“The Most ‘Abandoned’ Books on GoodReads”, Gwern2019-12-09 (, , , ; similar)⁠:

Which books on GoodReads are most difficult to finish? Estimating proportions in December 2019 gives an entirely different result than absolute counts.

What books are hardest for a reader who starts them to finish, and most likely to be abandoned? I scrape a crowdsourced tag, abandoned, from the GoodReads book social network on 2019-12-09 to estimate conditional probability of being abandoned.

The default GoodReads tag interface presents only raw counts of tags, not counts divided by total ratings (=reads). This conflates popularity with probability of being abandoned: a popular but rarely-abandoned book may have more abandoned tags than a less popular but often-abandoned book. There is also residual error from the winner’s curse where books with fewer ratings are more mis-estimated than popular books. I fix that to see what more correct rankings look like.

Correcting for both changes the top-5 ranking completely, from (raw counts):

  1. The Casual Vacancy, J. K. Rowling

  2. Catch-22, Joseph Heller

  3. American Gods, Neil Gaiman

  4. A Game of Thrones, George R. R. Martin

  5. The Book Thief, Markus Zusak

to (shrunken posterior proportions):

  1. Black Leopard, Red Wolf, Marlon James

  2. Space Opera, Catherynne M. Valente

  3. Little, Big, John Crowley

  4. The Witches: Salem, 1692, Stacy Schiff

  5. Tender Morsels, Margo Lanagan

I also consider a model adjusting for covariates (author/average-rating/year), to see what books are most surprisingly often-abandoned given their pedigrees & rating etc. Abandon rates increase the newer a book is, and the lower the average rating.

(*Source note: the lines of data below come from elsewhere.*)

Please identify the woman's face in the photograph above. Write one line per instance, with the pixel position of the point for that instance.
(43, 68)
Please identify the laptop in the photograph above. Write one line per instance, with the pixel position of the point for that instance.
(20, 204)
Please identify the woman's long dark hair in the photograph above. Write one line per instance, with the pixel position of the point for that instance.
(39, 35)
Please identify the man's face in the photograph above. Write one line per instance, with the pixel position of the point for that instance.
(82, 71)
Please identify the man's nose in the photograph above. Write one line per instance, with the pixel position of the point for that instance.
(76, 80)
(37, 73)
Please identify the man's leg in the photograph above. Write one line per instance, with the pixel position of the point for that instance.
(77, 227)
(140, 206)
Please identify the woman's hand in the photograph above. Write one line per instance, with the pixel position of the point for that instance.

Adjusting for those, the top-5 are:

  1. The Casual Vacancy, J. K. Rowling

  2. The Chemist, Stephenie Meyer

  3. Infinite Jest, David Foster Wallace

  4. The Glass Bead Game, Hermann Hesse

  5. Theft by Finding: Diaries (197725200222ya), David Sedaris

Books at the top of the adjusted list appear to reflect a mix of highly-popular authors changing genres, and ‘prestige’ books which are highly-rated but a slog to read.

These results are interesting for how they highlight how people read books for many reasons (such as marketing campaigns, literary prestige, or following a popular author), and this is reflected in their decision whether to continue reading or to abandon a book.